The network of evidence was such that it could not establish similarity or consistency in studies or treatment effects. This was not surprising, as trials of these agents in melanoma are sporadic, spanning back to the year 2000, and include various treatment settings. In the absence of such a network, adjustment for baseline prognostic factors was undertaken using the modified Korn model; however, there still could be uncertainty. For example, the single study that addressed the efficacy of GM-CSF was the OPTiM trial, which had some identifiably different patient characteristics, as well as better-specified data on disease stage (more patients without visceral disease were included in the trial). Some of the differences in survival, therefore, could be ascribed to patient characteristics. However, this was mitigated to a degree by the inclusion of visceral disease in the modified Korn model, and further mitigated by separate analyses of disease with and without bone, brain, lung, or other visceral diseases.
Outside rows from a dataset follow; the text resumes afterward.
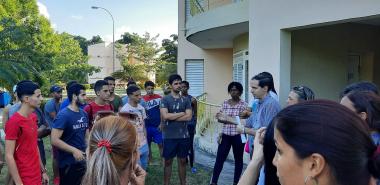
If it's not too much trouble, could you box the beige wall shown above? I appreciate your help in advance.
[249,0,380,102]
[88,43,122,84]
[186,0,249,36]
[291,24,380,100]
[204,49,232,104]
[233,33,249,53]
[177,1,232,104]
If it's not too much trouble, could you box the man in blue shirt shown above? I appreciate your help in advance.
[59,80,87,110]
[237,72,281,185]
[44,85,62,182]
[121,81,145,108]
[51,84,89,185]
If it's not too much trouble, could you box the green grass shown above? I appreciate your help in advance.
[0,137,53,184]
[145,144,212,185]
[0,137,212,185]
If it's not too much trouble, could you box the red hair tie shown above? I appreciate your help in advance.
[98,139,112,154]
[372,146,380,160]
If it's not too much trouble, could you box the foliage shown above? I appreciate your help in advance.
[74,35,104,55]
[113,32,161,81]
[156,34,178,85]
[0,0,100,94]
[0,0,58,90]
[112,44,148,82]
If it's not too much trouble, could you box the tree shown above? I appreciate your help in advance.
[74,35,104,55]
[44,33,100,83]
[74,35,88,55]
[113,32,160,81]
[156,34,178,85]
[0,0,58,90]
[87,35,104,46]
[0,0,97,92]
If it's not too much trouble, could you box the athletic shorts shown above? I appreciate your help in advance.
[162,138,191,159]
[146,127,162,144]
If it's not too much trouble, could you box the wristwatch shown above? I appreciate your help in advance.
[41,167,47,173]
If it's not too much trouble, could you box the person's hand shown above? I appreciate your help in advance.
[73,149,85,161]
[158,123,164,132]
[0,161,6,174]
[42,172,49,185]
[130,165,146,185]
[252,127,266,163]
[216,112,227,121]
[256,127,267,144]
[236,124,245,134]
[239,110,251,119]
The consistent findings from all patients (stage IIIB–IV M1c), patients with early metastatic melanoma (stage IIIB–IV M1a), and patients with late metastatic melanoma (stage IV M1b/c) increase the confidence in the results.
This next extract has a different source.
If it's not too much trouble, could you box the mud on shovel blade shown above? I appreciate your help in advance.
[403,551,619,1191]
To our knowledge, this is the first study to compare the relative treatment effects of the control agents used in phase 3 trials of newer immunotherapies and targeted agents for metastatic melanoma. By adjusting for observed differences in patient characteristics across the trials, we have reliably estimated the relative survival associated with each agent. Findings from this study may help strengthen the networks of evidence in metastatic melanoma, and help future studies establish the relative value of treatments for metastatic melanoma.

Conclusions

In this indirect treatment comparison, using data from randomized controlled phase 3 trials in metastatic melanoma, the relative treatment effect of GM-CSF, dacarbazine, and gp100 has been reliably estimated by adjusting for differences in prognostic factors for survival between patient populations. After adjustment, GM-CSF had survival estimates that were at least as good as those for dacarbazine over time, a finding supported by sensitivity analysis with dacarbazine as the reference agent. Compared with gp100, GM-CSF had higher rates of survival at each time point and longer median OS, suggesting greater efficacy throughout the distribution of survival. Importantly, comparing relative treatment effects according to stage of disease consistently yielded the same pattern. Given the role of these agents as controls in pivotal phase 3 trials of new immunotherapies and targeted agents, the results of this analysis can be used to contextualize the efficacy of these new therapies.